3.3  Der Bundesrat hat die Problematik, dass vorübergehende Erwerbsunterbrüche oder gar Entlassungen kurz vor einer möglichen Pensionierung oft zu organisatorischen Schwierigkeiten und unbefriedigenden Situationen führen können, erkannt und schlägt nun in der Botschaft vom 15. Juni 2007 (BBl 2007, 5669) die Einführung eines neuen Art. 33a BVG vor. In Abs. 2 dieses neuen Gesetzesartikels ist vorgesehen, dass eine Weiterversicherung des bisherigen versicherten Verdienstes während höchstens sieben Jahren möglich sein soll. Gemäss Art. 1 dieses Artikels darf der bisherige Lohn aber maximal um einen Drittel reduziert worden sein. Auf den vorliegenden Fall könnte dieser neue Gesetzesartikel somit nicht angewendet werden, weil hier der Rekurrent sein Erwerbseinkommen nicht bloss reduziert hat, sondern überhaupt kein AHV-pflichtiges Erwerbseinkommen mehr erzielt.

4.      Der Rekurrent vollendete im hier massgebenden Kalenderjahr 2007 sein 60. Altersjahr. Bis zur ordentlichen Pensionierung (Art. 13 BVG) dauerte es damals somit noch fünf Jahre. Ausdrücklich hat der Rekurrent in seiner Rekursschrift festgehalten, dass er die ordentlichen Beiträge bis zum "reglementarisch möglichen Pensionsalter" bezahlen wolle. Eine vorzeitige Pensionierung kam für ihn somit nicht in Frage. Eine Dauer von fünf Jahren übersteigt aber die noch tolerierbare Unterbruchszeit von zwei Jahren erheblich. Angesichts dieser Verhältnisse ist es nicht möglich, dem Rekurrenten den Abzug seiner Beiträge von den Einkünften zu gestatten, ohne gegen grundsätzliche Prinzipien der beruflichen Vorsorge zu verstossen. Rekurs und Beschwerde erweisen sich deshalb als unbegründet und sind abzuweisen.
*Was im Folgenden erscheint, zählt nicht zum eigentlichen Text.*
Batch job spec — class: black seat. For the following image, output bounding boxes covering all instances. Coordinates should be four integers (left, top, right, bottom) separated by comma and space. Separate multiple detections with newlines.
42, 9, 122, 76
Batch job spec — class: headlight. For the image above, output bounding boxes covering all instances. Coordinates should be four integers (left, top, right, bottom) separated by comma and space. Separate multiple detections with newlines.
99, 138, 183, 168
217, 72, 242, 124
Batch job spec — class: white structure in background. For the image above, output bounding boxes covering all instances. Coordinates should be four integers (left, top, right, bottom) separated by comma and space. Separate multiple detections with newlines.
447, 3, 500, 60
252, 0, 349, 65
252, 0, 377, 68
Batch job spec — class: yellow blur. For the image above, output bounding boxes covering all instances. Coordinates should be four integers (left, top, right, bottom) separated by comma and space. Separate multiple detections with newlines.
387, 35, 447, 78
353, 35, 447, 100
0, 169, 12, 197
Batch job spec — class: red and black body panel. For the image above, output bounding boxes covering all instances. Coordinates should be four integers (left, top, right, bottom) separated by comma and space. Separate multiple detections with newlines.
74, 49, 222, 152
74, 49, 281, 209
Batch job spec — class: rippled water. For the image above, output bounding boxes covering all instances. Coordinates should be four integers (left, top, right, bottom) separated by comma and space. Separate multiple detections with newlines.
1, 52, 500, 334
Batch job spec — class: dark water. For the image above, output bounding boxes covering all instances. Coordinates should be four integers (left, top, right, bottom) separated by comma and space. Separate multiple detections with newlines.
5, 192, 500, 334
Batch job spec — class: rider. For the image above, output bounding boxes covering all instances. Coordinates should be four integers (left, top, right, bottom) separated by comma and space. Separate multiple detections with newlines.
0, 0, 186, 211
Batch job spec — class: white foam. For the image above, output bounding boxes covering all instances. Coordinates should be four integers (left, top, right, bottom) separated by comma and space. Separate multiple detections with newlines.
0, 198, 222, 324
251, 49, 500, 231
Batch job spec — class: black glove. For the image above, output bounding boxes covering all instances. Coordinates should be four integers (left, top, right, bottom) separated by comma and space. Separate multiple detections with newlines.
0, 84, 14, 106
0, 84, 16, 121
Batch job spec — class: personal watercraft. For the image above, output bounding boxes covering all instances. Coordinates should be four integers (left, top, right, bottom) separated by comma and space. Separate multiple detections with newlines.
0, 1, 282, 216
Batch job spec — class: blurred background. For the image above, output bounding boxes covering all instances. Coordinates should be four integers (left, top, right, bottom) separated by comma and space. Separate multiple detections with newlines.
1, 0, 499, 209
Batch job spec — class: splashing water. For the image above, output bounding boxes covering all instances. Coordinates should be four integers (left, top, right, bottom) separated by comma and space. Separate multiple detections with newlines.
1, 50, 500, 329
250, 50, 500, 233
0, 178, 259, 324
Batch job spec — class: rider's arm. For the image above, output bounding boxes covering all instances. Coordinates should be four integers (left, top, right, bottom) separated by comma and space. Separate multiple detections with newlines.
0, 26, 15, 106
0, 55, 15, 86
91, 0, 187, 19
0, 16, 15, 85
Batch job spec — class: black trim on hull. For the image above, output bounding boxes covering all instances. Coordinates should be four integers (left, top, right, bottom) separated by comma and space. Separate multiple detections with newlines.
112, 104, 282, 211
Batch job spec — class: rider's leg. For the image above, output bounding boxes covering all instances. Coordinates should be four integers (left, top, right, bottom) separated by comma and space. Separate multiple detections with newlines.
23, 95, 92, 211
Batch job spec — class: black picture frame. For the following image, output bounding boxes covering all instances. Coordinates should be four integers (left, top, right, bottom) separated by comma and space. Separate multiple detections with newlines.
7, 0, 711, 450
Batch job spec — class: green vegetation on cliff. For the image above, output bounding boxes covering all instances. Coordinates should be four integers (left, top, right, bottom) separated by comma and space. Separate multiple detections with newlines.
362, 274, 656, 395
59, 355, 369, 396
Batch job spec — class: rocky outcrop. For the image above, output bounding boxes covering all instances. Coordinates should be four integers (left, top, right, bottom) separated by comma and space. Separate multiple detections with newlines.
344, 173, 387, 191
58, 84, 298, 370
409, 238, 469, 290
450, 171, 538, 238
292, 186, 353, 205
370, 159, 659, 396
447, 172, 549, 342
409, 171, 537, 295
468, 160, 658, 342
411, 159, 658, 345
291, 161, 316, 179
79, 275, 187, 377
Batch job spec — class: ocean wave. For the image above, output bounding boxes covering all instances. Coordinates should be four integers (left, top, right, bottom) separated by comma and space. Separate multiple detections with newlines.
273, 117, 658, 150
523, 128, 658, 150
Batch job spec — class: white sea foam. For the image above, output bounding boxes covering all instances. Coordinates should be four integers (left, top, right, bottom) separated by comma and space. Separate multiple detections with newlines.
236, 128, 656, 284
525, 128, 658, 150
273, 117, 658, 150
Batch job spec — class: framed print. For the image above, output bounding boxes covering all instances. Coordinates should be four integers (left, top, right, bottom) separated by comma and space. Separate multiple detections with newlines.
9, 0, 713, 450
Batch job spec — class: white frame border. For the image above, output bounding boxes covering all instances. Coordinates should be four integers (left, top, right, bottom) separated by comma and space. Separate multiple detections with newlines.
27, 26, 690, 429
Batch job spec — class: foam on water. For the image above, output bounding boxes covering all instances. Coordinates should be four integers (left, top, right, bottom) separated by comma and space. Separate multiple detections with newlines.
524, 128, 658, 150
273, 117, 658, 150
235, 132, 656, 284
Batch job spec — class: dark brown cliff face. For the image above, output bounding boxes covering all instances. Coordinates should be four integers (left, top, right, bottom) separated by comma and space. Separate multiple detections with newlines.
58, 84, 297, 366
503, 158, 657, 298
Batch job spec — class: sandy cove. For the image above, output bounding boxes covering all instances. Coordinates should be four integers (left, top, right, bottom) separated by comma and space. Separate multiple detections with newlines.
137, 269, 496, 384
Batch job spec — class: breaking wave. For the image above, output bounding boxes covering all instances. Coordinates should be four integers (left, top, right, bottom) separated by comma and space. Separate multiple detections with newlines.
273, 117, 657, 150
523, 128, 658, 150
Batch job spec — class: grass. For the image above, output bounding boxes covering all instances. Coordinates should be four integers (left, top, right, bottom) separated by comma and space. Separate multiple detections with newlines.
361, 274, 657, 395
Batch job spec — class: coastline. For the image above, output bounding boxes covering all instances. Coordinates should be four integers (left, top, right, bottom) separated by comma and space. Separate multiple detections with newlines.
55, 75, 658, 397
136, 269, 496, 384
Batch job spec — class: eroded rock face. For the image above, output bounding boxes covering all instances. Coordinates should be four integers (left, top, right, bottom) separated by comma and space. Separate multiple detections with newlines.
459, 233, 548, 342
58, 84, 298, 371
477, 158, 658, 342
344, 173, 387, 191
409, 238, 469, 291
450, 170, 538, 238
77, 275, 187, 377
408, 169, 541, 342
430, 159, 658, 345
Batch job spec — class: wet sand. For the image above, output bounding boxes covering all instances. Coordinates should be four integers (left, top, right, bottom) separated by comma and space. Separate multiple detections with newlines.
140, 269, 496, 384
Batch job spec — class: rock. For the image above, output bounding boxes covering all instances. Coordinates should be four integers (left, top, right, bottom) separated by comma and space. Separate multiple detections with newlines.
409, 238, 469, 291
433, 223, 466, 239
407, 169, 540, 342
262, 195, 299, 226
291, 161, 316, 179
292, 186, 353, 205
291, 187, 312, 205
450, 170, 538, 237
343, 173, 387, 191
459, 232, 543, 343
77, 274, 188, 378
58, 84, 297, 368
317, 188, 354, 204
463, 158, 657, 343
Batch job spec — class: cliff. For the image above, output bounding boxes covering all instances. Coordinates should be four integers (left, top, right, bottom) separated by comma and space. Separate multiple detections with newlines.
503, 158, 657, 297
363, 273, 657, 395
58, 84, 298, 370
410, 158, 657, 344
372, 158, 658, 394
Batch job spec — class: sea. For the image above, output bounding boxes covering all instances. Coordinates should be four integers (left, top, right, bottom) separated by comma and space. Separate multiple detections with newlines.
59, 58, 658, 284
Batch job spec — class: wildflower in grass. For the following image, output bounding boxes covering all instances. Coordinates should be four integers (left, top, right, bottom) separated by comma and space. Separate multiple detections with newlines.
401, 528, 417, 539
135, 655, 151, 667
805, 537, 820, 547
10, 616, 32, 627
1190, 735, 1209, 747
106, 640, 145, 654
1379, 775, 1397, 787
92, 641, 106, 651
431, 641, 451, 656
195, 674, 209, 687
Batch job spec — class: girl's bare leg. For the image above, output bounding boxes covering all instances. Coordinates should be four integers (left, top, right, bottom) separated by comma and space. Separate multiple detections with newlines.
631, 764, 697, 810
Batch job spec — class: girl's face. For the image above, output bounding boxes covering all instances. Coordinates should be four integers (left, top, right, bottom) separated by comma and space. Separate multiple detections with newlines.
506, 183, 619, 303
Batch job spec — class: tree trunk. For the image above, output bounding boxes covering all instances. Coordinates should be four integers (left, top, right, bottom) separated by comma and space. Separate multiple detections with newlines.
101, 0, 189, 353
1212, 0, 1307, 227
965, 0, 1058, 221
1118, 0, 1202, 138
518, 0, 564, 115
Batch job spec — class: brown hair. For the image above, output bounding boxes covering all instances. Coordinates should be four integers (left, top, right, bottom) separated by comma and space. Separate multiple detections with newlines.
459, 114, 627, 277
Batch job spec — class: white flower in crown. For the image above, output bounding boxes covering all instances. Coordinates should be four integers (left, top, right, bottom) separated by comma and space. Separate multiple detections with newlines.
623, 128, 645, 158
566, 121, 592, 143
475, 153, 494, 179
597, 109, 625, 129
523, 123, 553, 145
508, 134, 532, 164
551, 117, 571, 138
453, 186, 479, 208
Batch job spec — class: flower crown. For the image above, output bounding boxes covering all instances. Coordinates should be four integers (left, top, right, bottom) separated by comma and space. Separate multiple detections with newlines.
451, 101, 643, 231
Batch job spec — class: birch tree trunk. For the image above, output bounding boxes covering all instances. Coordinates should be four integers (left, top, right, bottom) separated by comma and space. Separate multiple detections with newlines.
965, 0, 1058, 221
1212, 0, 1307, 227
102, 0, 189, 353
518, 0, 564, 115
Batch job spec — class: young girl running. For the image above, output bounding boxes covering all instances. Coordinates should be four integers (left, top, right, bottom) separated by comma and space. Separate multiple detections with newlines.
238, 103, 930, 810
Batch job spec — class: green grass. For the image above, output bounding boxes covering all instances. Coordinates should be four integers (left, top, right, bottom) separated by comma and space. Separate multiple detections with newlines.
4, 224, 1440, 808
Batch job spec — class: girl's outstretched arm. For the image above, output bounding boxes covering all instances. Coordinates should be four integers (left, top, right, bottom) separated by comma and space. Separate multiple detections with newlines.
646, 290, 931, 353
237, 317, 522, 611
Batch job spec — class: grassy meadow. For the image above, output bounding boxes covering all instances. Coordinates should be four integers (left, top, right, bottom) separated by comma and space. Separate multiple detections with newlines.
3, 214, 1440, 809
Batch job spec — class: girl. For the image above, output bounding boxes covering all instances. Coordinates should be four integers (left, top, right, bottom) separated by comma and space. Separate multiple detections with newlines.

5.      Berechtigterweise haben die Rekurrenten darauf aufmerksam gemacht, dass Beiträge, die bereits als Einkommen versteuert worden sind, beim späteren Rentenbezug nicht noch einmal besteuert werden dürfen. Die steuerliche Erfassung der Leistungen der beruflichen Vorsorge hat mit der vollen Abzugsfähigkeit der Beiträge zu korrespondieren (vgl. Locher, Kommentar zum DBG, Art. 22 N 20). Die Veranlagungsbehörde wird diesem Umstand Rechnung tragen müssen.